More recently, JCHS was up in arms about another issue. The original cover of the 2017 Yellow Pages depicts a reggae/dancehall scene with scantily clad women dancing with men at a street dance. The publishers of the directory were hoping to celebrate Jamaican music, but the Christian coalition crashed their party. Chairman Dr Wayne West, said "We have challenges with our young people in terms of the values, the conduct that they are being exposed to.” As a result of intense pressure, the company was forced to print an alternative cover.

Now, in 2017, we are seeing one of the most sordid child sex abuse scandals ever to hit the country. A Moravian pastor was not only charged with having sex with a minor, but it is also alleged that he had sex with one of her siblings, and possibly fathered a child with another. An email chain also revealed that the president of the church received complaints about the pastor’s behaviour at least two years ago, but kept him behind the pulpit. Subsequently, two bishops in the church received an email from a woman who claims that two Moravian ministers penetrated her at age 15, the first taking her virginity. The president and the vice-president of the church resigned following this revelation.

The JCHS are self-appointed spokespersons on sexual morality in this country and are outspoken on issues they deem to be ‘sinful’. The question is, where are their voices now in the midst of this child abuse scandal involving clergy, and an apparent cover-up by the church? Where are the marching footsteps of the Christian soldiers and the battle cries of the prayer warriors?

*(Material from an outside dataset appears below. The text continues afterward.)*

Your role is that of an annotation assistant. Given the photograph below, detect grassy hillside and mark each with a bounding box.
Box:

The same people who endorse a law which prescribes prison time and a criminal record for even consenting adults who engage in a particular sex act deemed to be wrong, have little to say not just about the apparent subculture of abuse in a church, but about the sexual abuse of our children throughout the country, which appears to be an epidemic.

Recently, in the space of 24 hours, out of seven women of whom I enquired about sexual molestation in childhood, six revealed that they were abused, half of them before the age of ten. Also, during the previous week, two women told me, on separate occasions, that they were among a group of ten women discussing childhood sexual abuse, and that only two women out of the ten were spared.

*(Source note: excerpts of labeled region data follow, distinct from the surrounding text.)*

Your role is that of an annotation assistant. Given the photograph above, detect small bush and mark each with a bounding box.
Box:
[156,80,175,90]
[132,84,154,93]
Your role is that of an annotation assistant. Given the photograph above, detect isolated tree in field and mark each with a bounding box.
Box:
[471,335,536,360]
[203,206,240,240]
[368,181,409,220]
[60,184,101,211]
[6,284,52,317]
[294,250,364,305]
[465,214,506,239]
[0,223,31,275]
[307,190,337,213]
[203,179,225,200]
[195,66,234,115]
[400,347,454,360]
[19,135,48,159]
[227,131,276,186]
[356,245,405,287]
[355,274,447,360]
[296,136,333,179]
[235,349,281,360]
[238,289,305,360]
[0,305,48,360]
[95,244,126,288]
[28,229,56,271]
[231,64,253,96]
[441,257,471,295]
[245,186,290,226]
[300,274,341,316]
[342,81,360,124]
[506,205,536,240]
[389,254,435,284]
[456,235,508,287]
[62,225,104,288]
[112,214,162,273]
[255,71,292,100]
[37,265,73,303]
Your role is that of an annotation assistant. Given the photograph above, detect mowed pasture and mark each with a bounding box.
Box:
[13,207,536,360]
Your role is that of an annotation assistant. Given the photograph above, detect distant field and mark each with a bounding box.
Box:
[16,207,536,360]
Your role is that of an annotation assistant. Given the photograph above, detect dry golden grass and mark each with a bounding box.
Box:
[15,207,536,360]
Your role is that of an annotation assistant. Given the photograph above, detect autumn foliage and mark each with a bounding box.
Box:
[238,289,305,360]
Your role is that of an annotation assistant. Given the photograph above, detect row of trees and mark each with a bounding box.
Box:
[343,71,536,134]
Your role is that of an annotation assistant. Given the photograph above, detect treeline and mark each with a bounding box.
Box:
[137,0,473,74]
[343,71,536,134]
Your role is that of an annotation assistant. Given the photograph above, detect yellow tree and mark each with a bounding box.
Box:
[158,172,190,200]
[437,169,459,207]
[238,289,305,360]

Interestingly, the JCHS spoke about respecting laws and interfering with internal affairs regarding the U.S. Embassy rainbow flag issue. So, where are their voices when erect penises are thrust into the orifices of children, breaking the law, traumatizing them and ruining their lives?

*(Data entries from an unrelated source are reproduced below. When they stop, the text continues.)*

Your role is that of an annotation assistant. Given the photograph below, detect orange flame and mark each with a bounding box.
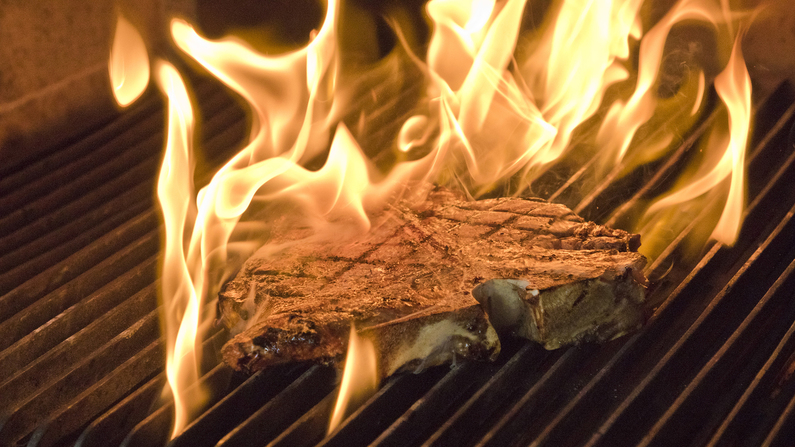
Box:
[647,34,751,245]
[108,15,149,107]
[596,0,722,161]
[156,62,202,435]
[328,325,378,433]
[116,0,750,436]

Just what is the agenda of this coalition of so-called Christians? The abuse of our children is far more destructive that flying flags and depictions of people dancing to indigenous music. The church has a lot of influence in this country. West and others like him helped to organize and mobilize tens of thousands to gather in Half Way Tree in 2014 to protest repealing the buggery law, and again in 2015 to protest same-sex marriage (even though the topic is not even up for discussion in our country).

Church groups have also been very vocal regarding abortion, sex education school curriculums, casino gambling and flexi-work weeks. However, perusal of the JCHS Facebook page reveals that their last post concerned the celebration of gay pride and their condemnation of it, while in the penultimate post they demonstrated their disapproval of the rainbow flag being flown at the U.S. Embassy.

Interesting, isn't it?

- Michael Abrahams is a gynaecologist and obstetrician, comedian and poet. Email feedback to and, or tweet @mikeyabrahams.

AUTHOR'S NOTE: *The above article has been amended. It was initially submitted on Sunday, January 22, 2017, and after being published on Monday, January 23, 2017, it was brought to my attention that another newspaper published a statement by the JCHS on Saturday, January 21, 2107, after I completed my research for my column. In my original article, I stated that the JHCS has been silent. While I maintain that, in my opinion, they do not channel enough energy into speaking out against child abuse, it would disingenuous of me to state that they are silent. I owe them an apology for this.